# Bringing items to Australia



## DencioV (Dec 3, 2016)

Hello to everyone,

I am not quite sure where this topic fits in so here goes.

I am from the Philippines and I will be moving to Sydney via a 457 visa, I've done my homework about what and what not to bring and I'm still not quite sure about the items I will be bringing! I appreciate if anybody can point out some of the items I may bring that is not allowed. So here's a list of some of it.

Coffee Press(Glass body, Stainless Steel top)
Stainless Steel Mug
Coffee Beans
Burr Grinder(Plastic Body)
Instant Coffee Powder


Regards,


----------



## francofunghi (Jan 5, 2017)

Just don't carry it in your hand luggage


----------



## JandE (Jul 17, 2015)

DencioV said:


> Hello to everyone,
> 
> I am not quite sure where this topic fits in so here goes.
> 
> ...


If you have ANY food at all, in *any *of your baggage, make sure you declare it.

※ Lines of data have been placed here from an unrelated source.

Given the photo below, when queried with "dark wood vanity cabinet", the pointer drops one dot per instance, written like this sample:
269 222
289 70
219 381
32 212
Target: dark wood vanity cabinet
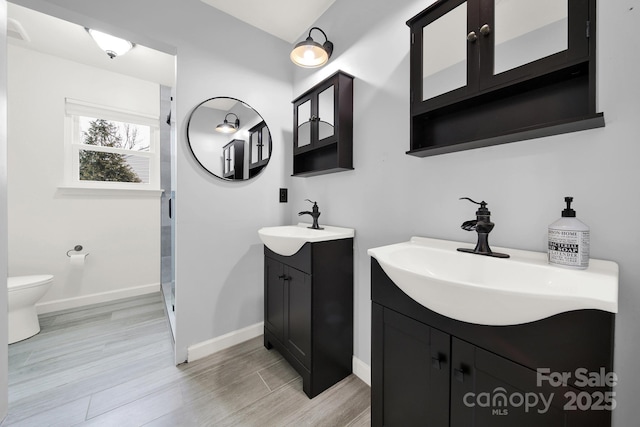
486 72
308 311
431 370
323 127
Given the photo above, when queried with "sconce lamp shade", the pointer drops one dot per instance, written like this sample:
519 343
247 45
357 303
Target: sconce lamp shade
113 46
311 54
226 127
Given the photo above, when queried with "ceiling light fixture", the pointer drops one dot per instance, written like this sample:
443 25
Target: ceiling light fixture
311 54
227 127
113 46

I have brought 3in1 coffee, Nagaraya Nuts, and other pre packed commercial food, from the Philippines. Declared it every time, and no problems.

If they decide it isn't allowed, they take it and destroy it.
It's only if you do not declare that they fine you.


----------



## rajrai (Mar 26, 2014)

Any consumable item should be declared specially , meat , dairy and nuts produce. I am not an expert but coffee beans might fall under that category , so the best step it to declare it. Except for drugs you can bring anything into Australia as long as you declare it , if the customs offical gives you a green light you can keep it, if they dont you will still be okay and not face a fine. Failure to declear will leave you with a hefty fine.


----------



## pndaccountants (May 14, 2016)

Restrictions on taking gel, liquid or dangerous items on an aircraft.


----------



## sweetnovember (Nov 10, 2015)

Just declare any food items. Undeclared food items will definitely confiscated.


----------



## Polrena (May 5, 2017)

I can't post links yet, but you should be able to check the Australian Government's Agriculture website, and find the information on travelling. You can make inquiries directly to them about what you can and can't bring. Hope this helps!


----------